Introduction

The prevailing philosophy in Large Language Model (LLM) pretraining has largely been “more is better.” Models like GPT-4 and Llama-3 are trained on trillions of tokens derived from a massive, indiscriminate sweep of the internet. While this produces impressive general-purpose capabilities, it is exorbitantly expensive and computationally inefficient.

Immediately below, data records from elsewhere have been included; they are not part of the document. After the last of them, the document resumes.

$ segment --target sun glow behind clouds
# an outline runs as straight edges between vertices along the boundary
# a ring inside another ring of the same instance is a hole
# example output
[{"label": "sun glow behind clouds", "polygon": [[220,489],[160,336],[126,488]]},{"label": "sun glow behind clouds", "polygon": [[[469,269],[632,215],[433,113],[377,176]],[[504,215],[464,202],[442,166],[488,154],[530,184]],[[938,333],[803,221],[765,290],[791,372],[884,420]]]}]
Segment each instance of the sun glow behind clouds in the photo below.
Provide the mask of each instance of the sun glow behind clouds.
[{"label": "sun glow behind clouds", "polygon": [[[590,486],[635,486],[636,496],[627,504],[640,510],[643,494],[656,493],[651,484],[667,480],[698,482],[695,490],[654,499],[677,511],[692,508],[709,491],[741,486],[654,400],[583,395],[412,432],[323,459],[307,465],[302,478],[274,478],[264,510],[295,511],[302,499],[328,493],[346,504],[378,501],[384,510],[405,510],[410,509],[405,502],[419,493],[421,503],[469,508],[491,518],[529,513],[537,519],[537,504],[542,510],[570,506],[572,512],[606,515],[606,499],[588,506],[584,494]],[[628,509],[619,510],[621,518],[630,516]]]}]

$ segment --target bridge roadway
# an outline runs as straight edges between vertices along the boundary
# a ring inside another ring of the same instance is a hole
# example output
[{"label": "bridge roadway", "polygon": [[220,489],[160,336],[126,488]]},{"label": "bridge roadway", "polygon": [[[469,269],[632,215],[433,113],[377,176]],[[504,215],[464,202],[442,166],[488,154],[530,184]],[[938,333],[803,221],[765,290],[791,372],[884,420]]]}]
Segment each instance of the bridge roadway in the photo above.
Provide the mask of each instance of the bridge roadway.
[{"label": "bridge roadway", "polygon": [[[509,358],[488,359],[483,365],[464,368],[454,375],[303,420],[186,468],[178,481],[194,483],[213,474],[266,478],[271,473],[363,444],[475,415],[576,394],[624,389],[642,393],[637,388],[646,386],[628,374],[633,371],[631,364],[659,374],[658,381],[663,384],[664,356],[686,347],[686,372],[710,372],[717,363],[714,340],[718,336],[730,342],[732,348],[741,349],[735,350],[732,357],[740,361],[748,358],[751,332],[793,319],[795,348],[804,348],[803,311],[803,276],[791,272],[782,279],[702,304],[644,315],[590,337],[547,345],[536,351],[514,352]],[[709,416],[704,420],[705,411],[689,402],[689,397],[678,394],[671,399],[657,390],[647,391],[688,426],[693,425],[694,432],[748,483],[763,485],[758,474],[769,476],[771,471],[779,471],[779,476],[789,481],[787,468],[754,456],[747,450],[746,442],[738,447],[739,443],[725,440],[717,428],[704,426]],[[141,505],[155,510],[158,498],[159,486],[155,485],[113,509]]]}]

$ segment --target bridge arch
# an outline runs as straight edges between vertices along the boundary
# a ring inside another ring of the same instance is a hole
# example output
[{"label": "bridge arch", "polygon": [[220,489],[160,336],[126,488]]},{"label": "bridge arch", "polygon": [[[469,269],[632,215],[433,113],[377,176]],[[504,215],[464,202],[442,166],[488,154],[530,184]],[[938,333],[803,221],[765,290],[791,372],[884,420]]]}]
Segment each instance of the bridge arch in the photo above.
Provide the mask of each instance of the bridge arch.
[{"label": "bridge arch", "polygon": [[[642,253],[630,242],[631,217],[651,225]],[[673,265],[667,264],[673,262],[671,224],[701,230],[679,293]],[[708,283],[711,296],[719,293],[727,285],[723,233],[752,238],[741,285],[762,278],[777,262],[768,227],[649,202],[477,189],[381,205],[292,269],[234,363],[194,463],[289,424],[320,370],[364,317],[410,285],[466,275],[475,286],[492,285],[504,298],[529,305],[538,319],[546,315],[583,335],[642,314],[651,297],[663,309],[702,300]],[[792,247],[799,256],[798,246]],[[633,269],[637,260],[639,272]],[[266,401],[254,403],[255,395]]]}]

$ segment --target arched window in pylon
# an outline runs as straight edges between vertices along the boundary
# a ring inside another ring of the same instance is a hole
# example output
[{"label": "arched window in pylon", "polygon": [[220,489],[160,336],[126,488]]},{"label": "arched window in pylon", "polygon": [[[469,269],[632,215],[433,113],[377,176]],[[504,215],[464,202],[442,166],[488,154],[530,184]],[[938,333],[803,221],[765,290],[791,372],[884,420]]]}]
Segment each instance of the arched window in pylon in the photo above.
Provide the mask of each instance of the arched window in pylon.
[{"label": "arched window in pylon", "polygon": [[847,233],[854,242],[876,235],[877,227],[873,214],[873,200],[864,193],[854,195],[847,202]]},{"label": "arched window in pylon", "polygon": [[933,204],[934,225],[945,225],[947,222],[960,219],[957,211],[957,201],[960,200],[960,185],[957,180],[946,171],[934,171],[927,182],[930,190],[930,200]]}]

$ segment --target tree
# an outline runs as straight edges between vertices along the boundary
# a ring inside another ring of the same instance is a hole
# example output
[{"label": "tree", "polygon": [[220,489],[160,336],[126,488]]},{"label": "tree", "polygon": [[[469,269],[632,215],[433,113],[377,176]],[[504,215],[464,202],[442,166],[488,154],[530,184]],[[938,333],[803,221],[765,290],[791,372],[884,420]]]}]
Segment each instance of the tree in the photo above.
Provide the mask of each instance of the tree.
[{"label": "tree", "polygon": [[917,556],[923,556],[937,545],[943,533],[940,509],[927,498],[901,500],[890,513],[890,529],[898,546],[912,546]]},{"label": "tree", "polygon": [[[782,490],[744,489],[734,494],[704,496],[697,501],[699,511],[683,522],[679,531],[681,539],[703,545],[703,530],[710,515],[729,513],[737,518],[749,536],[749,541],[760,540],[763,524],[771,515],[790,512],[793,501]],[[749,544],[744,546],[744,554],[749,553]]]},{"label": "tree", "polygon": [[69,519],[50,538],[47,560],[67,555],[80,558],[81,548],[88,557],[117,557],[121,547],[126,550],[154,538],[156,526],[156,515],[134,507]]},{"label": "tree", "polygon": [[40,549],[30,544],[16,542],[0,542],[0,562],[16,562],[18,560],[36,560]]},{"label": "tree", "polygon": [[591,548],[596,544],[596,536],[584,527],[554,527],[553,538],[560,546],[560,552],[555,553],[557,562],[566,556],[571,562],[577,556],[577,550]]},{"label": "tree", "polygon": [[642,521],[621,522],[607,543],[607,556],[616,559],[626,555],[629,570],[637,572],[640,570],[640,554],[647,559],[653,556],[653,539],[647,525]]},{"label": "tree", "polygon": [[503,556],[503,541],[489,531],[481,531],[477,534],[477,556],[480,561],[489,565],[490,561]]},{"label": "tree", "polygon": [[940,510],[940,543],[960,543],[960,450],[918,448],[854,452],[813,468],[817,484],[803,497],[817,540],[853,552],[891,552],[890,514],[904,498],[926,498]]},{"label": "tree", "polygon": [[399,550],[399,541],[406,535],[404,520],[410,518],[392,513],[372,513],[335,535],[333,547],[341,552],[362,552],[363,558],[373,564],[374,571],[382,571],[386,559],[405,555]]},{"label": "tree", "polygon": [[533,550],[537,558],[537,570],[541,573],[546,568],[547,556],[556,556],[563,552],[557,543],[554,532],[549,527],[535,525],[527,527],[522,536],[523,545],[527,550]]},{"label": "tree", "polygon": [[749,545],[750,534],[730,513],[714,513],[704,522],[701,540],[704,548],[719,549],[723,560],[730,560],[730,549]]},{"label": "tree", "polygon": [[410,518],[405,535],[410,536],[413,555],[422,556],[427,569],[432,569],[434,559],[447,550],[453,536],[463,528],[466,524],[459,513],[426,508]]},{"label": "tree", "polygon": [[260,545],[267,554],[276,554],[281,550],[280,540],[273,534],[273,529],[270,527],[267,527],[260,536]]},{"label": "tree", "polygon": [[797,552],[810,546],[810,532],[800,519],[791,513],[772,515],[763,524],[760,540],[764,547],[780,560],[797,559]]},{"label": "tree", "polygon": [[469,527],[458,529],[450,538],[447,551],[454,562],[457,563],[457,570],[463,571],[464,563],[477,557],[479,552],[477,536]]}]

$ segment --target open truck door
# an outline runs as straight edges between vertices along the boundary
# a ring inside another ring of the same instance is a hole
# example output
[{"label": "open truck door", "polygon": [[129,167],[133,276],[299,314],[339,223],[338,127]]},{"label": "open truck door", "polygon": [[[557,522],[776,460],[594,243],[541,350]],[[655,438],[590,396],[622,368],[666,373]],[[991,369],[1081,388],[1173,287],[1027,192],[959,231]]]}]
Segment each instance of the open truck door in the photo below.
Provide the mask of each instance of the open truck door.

But what if you don’t need a model that knows everything about everything? What if you need a model that excels in a specific domain—like biomedical research or legal reasoning—without spending millions of dollars training on irrelevant web scrapes?

This brings us to the concept of Data Selection. The goal is to identify a subset of training data that is most valuable for your specific target task. However, existing methods face a dilemma: they are either too simple (like keyword matching) and introduce heavy bias, or they are too complex (requiring a whole other neural network to select data) and become computationally intractable.

In the paper Target-Aware Language Modeling via Granular Data Sampling, researchers from Meta AI, Virginia Tech, and Iowa State University propose a novel solution. They revisit a classic statistical technique—Importance Sampling—and supercharge it using Multi-Granular Tokenization. By analyzing text at the level of subwords, whole words, and multi-word phrases simultaneously, they demonstrate that we can train models on just ~1% of the original data while matching the performance of models trained on the full dataset.

Background: The Need for Coreset Selection

To understand the contribution of this paper, we first need to define Coreset Selection. In the context of machine learning, a “coreset” is a small, weighted subset of the original dataset. The idea is that if you train a model on this coreset, it should yield a model approximation close to one trained on the entire dataset.

Selecting this subset usually involves comparing two distributions:

  1. The Raw Distribution (\(q\)): The massive, uncurated pool of data (e.g., RefinedWeb, CommonCrawl).
  2. The Target Distribution (\(p\)): A smaller, high-quality dataset representing what you actually want the model to learn (e.g., specific reasoning tasks or domain-specific texts).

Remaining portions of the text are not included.